OT-I Slc7a5^fl/fl and OT-IxSlc7a5^fl/flCD4-Cre lymph node cells were stimulated through the TCR. (a) Cell surface expression of CD25, CD69 and CD44 on CD8⁺ T cells, and (b) the amount of IL-2 (left) and IFN-γ (right) produced after 20 h TCR stimulation. (c) Forward- and side-scatter profiles of CD8⁺ T cells after 36 h activation are shown compared to unstimulated cells maintained in IL-7 (left) and CFSE dilution (right). (d) Immunoblot analysis of total ribosomal S6 protein of CD8⁺ T cells after 20 h activation. (e) Slc7a5^+/+ (CD45.1) and Slc7a5^fl/flCD4-Cre (CD45.2) T cells were mixed at a ratio of 1:1 and adoptively transferred into Rag2^−/− hosts. The graphs show percentage of recovered Slc7a5^+/+ and Slc7a5^fl/flCD4-Cre T cells in spleen and blood 14 days after adaptive transfer. Each data point represents data from one mouse. a, c, d data are representative of at least 3 experiments. (b) n = 3 mice per group, 1 independent experiment, triplicate samples, p=0.0019. (e) n=3 mice per group, 2 independent experiments, p<0.0001.

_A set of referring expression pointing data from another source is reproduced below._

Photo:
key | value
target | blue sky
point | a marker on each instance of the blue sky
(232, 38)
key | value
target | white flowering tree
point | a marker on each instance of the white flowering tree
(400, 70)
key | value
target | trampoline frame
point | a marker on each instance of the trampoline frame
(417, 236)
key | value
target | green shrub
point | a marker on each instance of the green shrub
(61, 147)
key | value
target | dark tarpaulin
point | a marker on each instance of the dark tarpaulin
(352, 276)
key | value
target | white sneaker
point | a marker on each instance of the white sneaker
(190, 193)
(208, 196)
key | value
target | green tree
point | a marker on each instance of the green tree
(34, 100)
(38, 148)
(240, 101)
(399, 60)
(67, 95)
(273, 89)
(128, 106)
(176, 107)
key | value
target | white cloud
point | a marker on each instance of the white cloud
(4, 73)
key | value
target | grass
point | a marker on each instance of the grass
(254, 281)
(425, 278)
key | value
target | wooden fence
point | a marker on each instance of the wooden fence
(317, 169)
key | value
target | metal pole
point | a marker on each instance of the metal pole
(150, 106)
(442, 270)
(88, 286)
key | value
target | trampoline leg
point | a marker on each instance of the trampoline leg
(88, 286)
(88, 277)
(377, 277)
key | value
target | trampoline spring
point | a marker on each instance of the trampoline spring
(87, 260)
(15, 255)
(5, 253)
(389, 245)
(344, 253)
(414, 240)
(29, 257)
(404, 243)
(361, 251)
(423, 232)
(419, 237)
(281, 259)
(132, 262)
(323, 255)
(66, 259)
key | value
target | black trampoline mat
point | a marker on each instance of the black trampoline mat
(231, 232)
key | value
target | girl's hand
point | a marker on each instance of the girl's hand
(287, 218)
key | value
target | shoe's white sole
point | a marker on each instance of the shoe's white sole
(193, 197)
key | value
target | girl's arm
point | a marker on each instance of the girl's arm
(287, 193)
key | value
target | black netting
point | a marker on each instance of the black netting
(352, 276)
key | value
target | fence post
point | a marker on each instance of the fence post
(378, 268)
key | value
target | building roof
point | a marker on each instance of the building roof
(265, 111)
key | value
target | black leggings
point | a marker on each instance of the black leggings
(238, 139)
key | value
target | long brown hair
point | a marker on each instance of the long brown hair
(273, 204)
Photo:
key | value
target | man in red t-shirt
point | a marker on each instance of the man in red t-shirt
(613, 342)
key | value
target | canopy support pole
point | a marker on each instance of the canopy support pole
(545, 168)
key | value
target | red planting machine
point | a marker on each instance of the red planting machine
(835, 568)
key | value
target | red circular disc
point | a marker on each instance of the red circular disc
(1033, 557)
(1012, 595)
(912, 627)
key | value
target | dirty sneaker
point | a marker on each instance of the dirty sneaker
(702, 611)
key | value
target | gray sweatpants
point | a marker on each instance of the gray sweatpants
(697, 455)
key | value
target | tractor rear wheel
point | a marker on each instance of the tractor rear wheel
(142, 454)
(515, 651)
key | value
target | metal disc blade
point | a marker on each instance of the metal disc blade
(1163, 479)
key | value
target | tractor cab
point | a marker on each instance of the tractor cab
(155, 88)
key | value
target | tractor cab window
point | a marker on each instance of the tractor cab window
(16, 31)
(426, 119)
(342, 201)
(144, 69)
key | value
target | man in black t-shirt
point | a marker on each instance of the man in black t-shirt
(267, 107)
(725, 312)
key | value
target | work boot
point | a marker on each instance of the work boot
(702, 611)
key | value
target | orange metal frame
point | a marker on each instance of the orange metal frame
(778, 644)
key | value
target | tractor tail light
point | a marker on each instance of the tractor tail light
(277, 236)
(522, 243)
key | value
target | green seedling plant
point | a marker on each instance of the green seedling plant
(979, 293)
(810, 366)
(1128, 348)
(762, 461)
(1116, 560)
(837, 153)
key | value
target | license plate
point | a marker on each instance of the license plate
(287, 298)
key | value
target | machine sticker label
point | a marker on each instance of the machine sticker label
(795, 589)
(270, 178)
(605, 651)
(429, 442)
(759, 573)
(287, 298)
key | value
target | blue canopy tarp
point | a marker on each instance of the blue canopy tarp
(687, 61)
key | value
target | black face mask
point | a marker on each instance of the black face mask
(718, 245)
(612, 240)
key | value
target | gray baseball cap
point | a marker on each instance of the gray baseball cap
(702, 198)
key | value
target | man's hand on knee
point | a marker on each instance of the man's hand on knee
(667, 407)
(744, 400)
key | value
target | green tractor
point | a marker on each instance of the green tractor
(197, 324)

Figure 7. Metabolic consequences of Slc7a5 deletion in T cells

(a) Immunoblot analyses with c-Myc antbodies (left) and real-time PCR gene expression of c-Myc mRNA in OT-I and OT-Ix Slc7a5^fl/flCD4-Cre CD8 T cells stimulated with SIINFEKL for 20h. (b) Immunoblot analyses with c-Myc and p-S6(Ser235,6) antisera in OT-I and OT-Ix Slc7a5^fl/flCD4-Cre lymph node T cells stimulated with SIINFEKL for 20h with and without rapamycin (rap) treatment. (c) Immunoblot analysis with Glut1 antibodies (left) and Glut1 mRNA levels( right) in OT-I and OT-Ix Slc7a5^fl/flCD4-Cre lymph node T cells stimulated with SIINFEKL for 20h. (d) ³H-2-deoxy-glucose uptake (left), p=0.0239 and lactate output (right), p=0.0002 in OT-I and OT-Ix Slc7a5^fl/flCD4-Cre lymph node T cells. (e) ³H glutamine (left), p=0.0086 and ¹⁴C arginine (right) uptake, p=0.0358 in OT-I and OT-Ix Slc7a5^fl/flCD4-Cre lymph node T cells stimulated with SIINFEKL for 20h. (f) Flow cytometry analysis with CD71 antibodies on CD8⁺ T cells (left) and CD71 mRNA expression in OT-I and OT-Ix Slc7a5^fl/flCD4-Cre lymph node T cells stimulated with SIINFEKL for 20h (right). (a,b,e) data is representative of 3 experiments; (c,d) 3 mice per group. All samples done in triplicates. SMC1 is shown as a loading control.